Abstract
Purpose
To characterize the risk factors for brain metastasis (BM) at presentation and analyze the prognostic factors for patients with small cell lung cancer (SCLC).
Patients and Methods
Patients were recruited from the SEER database between 2010 and 2016. They were divided into two groups according to BM status. The incidence trends of SCLC and its BM were analyzed by joinpoint software. The risk factors for BM in SCLC were identified by binary logistic regression models. The prognostic factors for SCLC patients with BM were identified by Cox proportional hazard models.
Results
The incidence of SCLC and its BM significantly decreased after 2010. Totally 11,093 patients were collected, including 1717 (15.5%) patients with BM and 9376 (84.5%) patients without BM. In multivariate logistic regression analysis, age, male and higher T stage were independent risk factors for BM in SCLC patients at presentation. SCLC patients with BM showed inferior survival to those without BM. In multivariate Cox regression analysis, increasing age, large tumor size, and higher N stage were risk factors for poor prognosis, while other race, surgery, adjuvant radiotherapy, and chemotherapy were protective factors for SCLC patients with BM. A nomogram was developed for prognosis evaluation of such patients.
Conclusion
Age, male and higher T stage were risk factors for BM in SCLC patients at presentation. Increasing age, large tumor size, and advanced N stage may predict poor survival for SCLC patients with BM. Multidisciplinary therapies may provide clinical benefits. This study will help identify patients with higher BM risk and hopefully improve their clinical outcome.
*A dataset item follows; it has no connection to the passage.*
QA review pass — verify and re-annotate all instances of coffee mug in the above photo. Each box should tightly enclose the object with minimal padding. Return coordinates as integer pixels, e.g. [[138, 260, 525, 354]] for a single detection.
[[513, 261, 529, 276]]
Keywords: small cell lung cancer, SCLC, brain metastasis, BM, survival, risk factor
Introduction
Small cell lung cancer (SCLC) is a highly aggressive disease, which represents approximately 20% of all lung cancers.1 As a unique subtype of lung cancer, SCLC disseminates early and often manifests at extensive stages,2 constituting one of the leading cause of cancer death. It is conservatively estimated that 10–20% of SCLC patients are amalgamated with brain metastasis (BM) at onset, and 50–80% of them will eventually develop BM during the treatment process.3 BM is a more aggressive health problem, with an annual incidence of 8.3–14.3 per 100,000 people.4 BM has become a serious threatening factor for the patients’ survival. According to different tissue sources, BM has unique clinicopathological patterns.4 Patients with BM often have dismal prognoses, with a short median survival.5 Treatments for symptomatic BM are mainly based on local approaches, including surgical resection, stereotactic radiosurgery (SRS) and whole-brain radiation therapy (WBRT).6 In recent years, small-molecule tyrosine kinase inhibitor (TKI) afatinib has been introduced to treat patients with BM. Its clinical trials have demonstrated prolonged survival and improved quality of life. Lung cancer patients with BM can still benefit from immunotherapy. The PD-1/PD-L1 inhibitor pembrolizumab and relevant antibodies are involved in the treatment of lung cancer patients with BM.7 However, current approved treatments do not improve the survival for every patient. The high incidence and detriment of BM make it imperative to identify the risk factors for BM, so that doctors can early recognize such patients and deliver appropriate treatment in time.8 Furthermore, it is also crucial to characterize the prognostic factors for SCLC patients with BM, because better understanding of these factors may contribute to their prognosis evaluation and improve the management of this disease.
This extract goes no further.